2. Sugar Baby

12.5K 170 12
                                    


Melati melangkah pelan menaiki undakan tangga ruko satu per satu. Rambut Melati dibiarkan tergerai hingga menutupi punggung. Sinar matahari yang menembus kaca-kaca jendela memantulkan cahaya pada helai light brown-nya yang berkilauan.

Ia lalu tiba pada lantai dua, sebuah ruangan persegi yang difungsikan sebagai kantor. Pada dinding terpajang beberapa foto wanita-wanita cantik, termasuk dirinya. Orang awam pasti mengira tempat tersebut adalah kantor agensi model, padahal bukan. Ini adalah kantor agensi pacar sewaan yang menyediakan jasa 'pacar' dengan tarif yang dihitung perjam. Meski sering dikira praktik prostitusi, namun, jasa pacar sewaan tidak menjual hubungan seksual sama sekali.

Jasa pacar sewaan membantu para jomlowan yang ingin merasakan punya pacar atau tidak ingin sendirian ketika menghadiri sebuah acara keluarga, reuni, atau kumpul-kumpul bersama teman.
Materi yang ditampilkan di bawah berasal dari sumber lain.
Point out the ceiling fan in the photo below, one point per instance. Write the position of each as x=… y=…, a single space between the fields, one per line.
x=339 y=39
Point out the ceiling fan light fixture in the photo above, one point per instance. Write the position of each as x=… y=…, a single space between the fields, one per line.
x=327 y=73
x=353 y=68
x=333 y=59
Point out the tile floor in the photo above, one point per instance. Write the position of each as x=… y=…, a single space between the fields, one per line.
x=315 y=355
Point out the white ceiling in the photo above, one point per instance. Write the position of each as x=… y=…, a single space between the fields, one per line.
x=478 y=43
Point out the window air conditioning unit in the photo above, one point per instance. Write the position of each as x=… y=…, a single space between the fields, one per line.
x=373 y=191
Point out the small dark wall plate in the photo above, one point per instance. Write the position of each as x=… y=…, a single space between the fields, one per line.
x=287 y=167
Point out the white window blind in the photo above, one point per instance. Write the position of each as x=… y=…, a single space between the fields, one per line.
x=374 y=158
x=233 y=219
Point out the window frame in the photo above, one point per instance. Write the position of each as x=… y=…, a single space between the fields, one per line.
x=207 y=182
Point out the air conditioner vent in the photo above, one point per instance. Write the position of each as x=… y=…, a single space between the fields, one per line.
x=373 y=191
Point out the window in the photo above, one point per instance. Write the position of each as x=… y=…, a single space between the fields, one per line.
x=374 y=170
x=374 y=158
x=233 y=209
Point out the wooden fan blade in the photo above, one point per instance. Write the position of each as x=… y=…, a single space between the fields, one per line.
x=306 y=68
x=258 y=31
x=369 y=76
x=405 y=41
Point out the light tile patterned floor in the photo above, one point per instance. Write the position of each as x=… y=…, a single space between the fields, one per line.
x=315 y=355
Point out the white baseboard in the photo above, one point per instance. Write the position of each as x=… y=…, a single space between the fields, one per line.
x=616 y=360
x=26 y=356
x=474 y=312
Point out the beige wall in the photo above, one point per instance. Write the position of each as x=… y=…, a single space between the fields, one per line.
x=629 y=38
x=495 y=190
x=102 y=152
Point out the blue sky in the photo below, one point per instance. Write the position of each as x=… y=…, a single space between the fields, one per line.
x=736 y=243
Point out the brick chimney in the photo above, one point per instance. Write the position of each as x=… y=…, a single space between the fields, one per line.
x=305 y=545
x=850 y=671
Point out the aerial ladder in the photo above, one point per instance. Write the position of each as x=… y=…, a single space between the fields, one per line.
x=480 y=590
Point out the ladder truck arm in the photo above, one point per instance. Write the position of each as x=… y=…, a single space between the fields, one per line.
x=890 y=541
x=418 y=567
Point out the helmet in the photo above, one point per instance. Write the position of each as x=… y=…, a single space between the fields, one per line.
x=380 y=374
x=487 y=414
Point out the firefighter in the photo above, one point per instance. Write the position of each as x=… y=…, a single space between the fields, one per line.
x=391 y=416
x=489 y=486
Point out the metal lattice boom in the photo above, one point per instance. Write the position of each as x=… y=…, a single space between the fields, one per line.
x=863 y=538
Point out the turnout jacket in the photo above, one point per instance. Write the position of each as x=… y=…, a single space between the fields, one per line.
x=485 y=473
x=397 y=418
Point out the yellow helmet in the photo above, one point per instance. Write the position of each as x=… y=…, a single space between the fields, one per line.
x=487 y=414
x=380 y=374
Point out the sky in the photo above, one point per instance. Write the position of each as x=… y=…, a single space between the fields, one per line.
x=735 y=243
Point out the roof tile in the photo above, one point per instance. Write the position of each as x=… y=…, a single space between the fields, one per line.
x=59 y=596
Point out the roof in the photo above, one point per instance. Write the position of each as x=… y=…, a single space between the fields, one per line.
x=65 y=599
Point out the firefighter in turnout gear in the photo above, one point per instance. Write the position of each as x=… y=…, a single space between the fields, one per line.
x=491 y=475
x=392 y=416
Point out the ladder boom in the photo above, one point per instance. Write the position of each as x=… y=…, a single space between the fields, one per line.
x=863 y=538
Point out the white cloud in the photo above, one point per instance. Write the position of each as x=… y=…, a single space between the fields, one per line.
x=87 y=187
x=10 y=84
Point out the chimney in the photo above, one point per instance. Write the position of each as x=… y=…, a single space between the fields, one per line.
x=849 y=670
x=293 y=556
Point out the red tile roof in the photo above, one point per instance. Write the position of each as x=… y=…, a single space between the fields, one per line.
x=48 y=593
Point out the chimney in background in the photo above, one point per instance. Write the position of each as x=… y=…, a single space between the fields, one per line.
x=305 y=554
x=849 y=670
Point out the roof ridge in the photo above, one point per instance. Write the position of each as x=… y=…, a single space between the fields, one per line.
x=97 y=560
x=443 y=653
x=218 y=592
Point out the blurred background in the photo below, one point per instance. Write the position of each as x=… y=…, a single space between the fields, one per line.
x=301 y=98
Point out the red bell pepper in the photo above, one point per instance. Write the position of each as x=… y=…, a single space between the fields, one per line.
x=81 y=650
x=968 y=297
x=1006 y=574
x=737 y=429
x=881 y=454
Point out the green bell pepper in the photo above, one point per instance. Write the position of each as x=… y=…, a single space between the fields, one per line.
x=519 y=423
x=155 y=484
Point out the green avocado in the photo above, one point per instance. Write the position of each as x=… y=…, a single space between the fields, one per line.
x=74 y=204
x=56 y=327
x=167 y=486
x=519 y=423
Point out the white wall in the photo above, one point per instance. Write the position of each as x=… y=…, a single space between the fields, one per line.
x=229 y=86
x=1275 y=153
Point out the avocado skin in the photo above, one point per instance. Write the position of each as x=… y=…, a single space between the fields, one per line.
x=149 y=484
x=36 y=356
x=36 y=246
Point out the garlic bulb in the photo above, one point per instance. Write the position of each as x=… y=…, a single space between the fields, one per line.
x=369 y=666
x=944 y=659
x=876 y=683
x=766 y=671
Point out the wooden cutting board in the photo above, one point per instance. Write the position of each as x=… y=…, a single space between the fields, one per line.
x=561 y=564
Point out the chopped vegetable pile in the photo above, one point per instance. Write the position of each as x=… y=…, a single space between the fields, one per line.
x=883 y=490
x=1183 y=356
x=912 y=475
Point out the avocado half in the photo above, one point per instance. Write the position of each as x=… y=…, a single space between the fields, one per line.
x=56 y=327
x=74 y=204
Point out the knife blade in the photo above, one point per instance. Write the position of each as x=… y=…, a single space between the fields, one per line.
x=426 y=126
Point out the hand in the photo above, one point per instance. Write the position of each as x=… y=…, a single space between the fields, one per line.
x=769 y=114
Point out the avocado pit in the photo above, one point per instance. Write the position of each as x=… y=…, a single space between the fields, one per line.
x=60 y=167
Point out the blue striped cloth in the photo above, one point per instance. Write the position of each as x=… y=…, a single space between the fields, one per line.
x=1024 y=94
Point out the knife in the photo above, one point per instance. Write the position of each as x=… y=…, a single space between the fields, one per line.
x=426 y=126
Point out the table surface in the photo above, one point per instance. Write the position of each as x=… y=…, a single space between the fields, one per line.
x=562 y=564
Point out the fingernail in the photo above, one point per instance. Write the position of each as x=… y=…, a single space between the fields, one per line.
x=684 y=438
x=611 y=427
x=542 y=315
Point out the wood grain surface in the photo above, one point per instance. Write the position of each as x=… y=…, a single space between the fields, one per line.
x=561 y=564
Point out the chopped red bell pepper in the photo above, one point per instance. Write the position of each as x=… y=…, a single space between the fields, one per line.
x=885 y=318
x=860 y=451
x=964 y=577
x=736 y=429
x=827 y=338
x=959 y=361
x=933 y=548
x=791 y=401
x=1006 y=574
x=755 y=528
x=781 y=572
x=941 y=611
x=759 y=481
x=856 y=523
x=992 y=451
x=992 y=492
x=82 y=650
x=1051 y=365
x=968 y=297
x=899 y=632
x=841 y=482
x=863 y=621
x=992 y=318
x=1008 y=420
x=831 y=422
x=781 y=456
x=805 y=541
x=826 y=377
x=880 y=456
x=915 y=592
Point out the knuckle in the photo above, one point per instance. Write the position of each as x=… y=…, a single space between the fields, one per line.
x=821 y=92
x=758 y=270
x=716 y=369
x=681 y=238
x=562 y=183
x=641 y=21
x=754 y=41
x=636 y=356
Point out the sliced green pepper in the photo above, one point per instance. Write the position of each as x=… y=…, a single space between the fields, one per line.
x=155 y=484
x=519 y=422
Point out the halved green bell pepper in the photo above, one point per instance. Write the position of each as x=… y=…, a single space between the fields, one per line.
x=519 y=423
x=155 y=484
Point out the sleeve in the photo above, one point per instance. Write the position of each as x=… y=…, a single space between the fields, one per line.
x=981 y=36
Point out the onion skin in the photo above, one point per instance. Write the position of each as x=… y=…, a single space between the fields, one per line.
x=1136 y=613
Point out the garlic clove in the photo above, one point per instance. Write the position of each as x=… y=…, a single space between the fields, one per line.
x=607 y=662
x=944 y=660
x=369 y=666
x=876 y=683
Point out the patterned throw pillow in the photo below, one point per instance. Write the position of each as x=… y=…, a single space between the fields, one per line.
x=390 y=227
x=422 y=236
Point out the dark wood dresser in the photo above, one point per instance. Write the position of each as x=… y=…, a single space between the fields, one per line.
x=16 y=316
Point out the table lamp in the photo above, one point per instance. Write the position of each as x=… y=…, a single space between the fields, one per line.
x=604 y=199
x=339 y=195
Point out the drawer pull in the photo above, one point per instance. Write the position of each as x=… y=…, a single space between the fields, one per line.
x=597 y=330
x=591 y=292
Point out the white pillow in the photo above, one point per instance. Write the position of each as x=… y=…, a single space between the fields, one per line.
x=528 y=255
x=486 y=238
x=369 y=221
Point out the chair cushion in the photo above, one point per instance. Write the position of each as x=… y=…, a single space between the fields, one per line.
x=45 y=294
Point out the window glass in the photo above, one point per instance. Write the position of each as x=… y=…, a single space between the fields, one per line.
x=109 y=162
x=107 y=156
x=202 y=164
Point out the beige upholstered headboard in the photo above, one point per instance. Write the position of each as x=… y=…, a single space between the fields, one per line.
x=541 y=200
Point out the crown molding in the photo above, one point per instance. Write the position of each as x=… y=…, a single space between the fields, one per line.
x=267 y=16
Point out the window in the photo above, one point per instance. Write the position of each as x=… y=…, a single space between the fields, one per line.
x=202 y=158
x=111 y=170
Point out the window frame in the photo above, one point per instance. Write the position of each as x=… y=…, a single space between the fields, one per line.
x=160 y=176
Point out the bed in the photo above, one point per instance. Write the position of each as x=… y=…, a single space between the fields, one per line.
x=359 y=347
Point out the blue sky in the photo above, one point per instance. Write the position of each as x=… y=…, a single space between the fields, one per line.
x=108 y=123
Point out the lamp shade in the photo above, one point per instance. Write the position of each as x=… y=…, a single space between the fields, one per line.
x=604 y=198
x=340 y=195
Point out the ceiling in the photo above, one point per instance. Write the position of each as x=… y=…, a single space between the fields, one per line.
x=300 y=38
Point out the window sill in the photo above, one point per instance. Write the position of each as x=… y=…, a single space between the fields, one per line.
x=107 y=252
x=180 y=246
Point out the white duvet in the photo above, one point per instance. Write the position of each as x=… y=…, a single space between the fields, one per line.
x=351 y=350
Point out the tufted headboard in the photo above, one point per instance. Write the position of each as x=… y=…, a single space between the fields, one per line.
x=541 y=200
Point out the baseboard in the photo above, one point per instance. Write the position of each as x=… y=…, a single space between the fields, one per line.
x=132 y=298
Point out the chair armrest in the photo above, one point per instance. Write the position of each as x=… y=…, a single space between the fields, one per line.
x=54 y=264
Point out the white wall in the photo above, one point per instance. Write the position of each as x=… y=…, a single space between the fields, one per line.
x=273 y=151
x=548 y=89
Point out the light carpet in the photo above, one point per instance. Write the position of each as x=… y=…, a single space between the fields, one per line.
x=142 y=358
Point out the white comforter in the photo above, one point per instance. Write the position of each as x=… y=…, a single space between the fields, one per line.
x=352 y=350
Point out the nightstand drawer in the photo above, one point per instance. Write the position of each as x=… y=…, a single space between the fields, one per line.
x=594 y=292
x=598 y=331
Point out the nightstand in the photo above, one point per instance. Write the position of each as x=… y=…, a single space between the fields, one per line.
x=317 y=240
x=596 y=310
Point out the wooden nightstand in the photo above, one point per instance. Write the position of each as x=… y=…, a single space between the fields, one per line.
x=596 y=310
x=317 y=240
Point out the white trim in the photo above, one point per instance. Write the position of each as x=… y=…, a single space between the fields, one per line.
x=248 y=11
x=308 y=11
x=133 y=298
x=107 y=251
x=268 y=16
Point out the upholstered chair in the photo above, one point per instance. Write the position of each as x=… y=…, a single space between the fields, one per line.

Talent yang bertugas juga harus profesional, tidak boleh ada sentuhan fisik melebihi berpegangan tangan.

"Jasmine!" panggil seorang lelaki berkaca mata dari bilik kubikelnya.

"Hei, Mas Antok." Melati melambaikan tangan dan menghampiri Antok yang baru saja memanggil nama samarannya - Jasmine.

Antok menyodorkan beberapa lembar kertas kepada Melati. "Nih jadwalmu selama seminggu. Agak padat, sih. Coba kamu baca dulu, kalau ada yang dirasa enggak bisa ambil, aku bisa bantu buat tolak atau alihkan ke talent yang lain," ujarnya.

Melati membaca sekelibat. "Aku ambil semua, Mas," jawabnya. Sudah hampir setahun dia bekerja sebagai pacar sewaan. Pekerjaan ini mampu menghasilkan banyak uang dalam waktu singkat. Apa lagi Melati atau Jasmine, merupakan talent yang cukup laris dipesan.

Antok mengangguk.

"Okay." Ia lalu mengambil lembaran kertas lain. "Kamu tanda tangan dulu di sini, invoice bayaranmu minggu lalu. Sudah ditransfer ke rekeningmu."

Senyum Melati merekah. "Thank you," ucapnya.

Setelah urusannya beres, Melati melenggang pergi sembari mengutak-atik ponsel. Wanita itu sedang mencoba menghubungi seseorang melalui panggilan telepon.

"Halo, Chagiya ..." sapa Melati ketika panggilannya diterima.

"Halo, kenapa?" Suara seorang lelaki dari arah seberang.

Bibir Melati mengerucut. "Ih, Om. Kok nadanya jutek gitu, sih? Enggak suka ya aku telepon?" gerutunya.

"Bukan begitu. Aku sedang berada di rumah kakak iparku. Ada urusan pekerjaan," terang si Om.

"Hmm." Melati cemberut. "Nanti malam kita jadi bertemu, 'kan?" tanyanya.

"Jadi."

Bibir Melati akhirnya merekah. "Oke. Kalau begitu sampai nanti ya, Om."

"Sampai nanti." Sambungan telepon pun berakhir.

***

Iman menyeruput kopi hitam di cangkir.

Mata lelaki itu menerawang sudut kafe berlambang putri duyung hijau itu dengan saksama. Wajah Iman gusar dan muram, hingga membuat Bisma - teman sekaligus partner bisnisnya di bidang rokok elektronik - ikut merasa tidak nyaman.

"Kenapa, sih? Muka ditekuk terus kayak surat edaran?" celetuk Bisma.

Iman mendengus. "Aku sedang pusing. Orang tuaku memintaku untuk segera menikah lagi. Tujuannya sepele. Mereka enggak mau kalah saing sama Nadia," terangnya.